Merz feels the pressure of the AfD. He sends the signal that the actual duel is not held between the CDU/CSU and SPD in this election, but between the CDU/CSU and the extreme right. This form of intensification worked in the state elections in Thuringia and Brandenburg – the top candidates of CDU (in Thuringia) and SPD (Brandenburg) emerged as the winner from the respective “fate elections” – however, evaluates the right -wing populists and their supposed voter potential on.
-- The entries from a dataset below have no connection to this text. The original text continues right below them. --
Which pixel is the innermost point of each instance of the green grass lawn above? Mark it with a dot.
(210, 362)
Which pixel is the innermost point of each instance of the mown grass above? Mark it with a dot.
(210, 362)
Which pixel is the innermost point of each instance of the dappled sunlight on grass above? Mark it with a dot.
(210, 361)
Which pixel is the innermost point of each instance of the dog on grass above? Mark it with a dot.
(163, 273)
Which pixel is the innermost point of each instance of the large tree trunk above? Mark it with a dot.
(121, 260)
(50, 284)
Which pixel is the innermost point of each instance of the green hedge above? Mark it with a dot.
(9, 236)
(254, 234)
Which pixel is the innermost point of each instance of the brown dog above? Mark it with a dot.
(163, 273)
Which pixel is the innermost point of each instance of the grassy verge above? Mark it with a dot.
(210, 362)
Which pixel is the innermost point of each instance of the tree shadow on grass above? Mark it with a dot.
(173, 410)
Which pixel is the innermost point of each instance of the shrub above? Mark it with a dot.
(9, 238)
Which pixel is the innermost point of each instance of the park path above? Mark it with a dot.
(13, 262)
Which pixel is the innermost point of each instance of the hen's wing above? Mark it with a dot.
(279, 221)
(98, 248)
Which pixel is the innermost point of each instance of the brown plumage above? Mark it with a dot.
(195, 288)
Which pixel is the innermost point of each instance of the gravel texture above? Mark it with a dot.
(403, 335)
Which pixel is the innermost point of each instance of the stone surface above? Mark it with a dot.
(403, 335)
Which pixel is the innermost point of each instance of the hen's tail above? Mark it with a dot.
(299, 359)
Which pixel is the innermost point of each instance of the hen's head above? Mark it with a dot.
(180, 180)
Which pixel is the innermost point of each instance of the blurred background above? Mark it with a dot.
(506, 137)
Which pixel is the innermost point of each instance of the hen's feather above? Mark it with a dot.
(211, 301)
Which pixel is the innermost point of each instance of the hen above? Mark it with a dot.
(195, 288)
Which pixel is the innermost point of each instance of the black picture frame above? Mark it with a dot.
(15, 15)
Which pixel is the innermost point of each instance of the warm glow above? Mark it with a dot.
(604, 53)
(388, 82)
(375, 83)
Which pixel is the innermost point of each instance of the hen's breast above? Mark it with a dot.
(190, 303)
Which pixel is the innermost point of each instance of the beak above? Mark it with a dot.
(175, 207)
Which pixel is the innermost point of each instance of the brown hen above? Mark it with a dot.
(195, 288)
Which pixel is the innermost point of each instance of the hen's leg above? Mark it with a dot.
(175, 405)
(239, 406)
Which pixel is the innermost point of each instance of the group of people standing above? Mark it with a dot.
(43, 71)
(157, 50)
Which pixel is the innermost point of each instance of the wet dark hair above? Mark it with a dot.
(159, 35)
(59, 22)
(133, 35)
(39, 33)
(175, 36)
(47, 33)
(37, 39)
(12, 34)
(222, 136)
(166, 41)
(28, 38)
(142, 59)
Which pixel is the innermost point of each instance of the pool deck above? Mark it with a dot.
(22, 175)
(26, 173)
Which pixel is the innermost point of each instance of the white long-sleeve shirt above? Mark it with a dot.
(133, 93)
Also the top of wanting to go into the TV duel with AfD boss Alice Weidel, instead of being narcotic, helps the right-wing populist to be unexpectedly relevant.

The advantage, from Merz ‘point of view: Chancellor Olaf Scholz is thus trimmed in public perception as an insignificant player in the election campaign. Especially since the asylum and migration policy is a defensive topic for the Social Democrats, where there is not much to win. For Scholz, it should be impossible to get into the forehand on this topic. Even if he tried to top Merz ‘tough course: there would be no lot of room for improvement.

“You can’t overlook a stabbage,” said former CSU general secretary Markus Blume in retrospect to the failed strategy of the Christian Socialist, the AfD digging the water with its sound. Merz ‘advance is therefore a risk, in many ways. The Chancellor’s party already warns of black and blue, the CDU boss has delivered its new ammunition for the election campaign. On February 23, the strategy will be shown.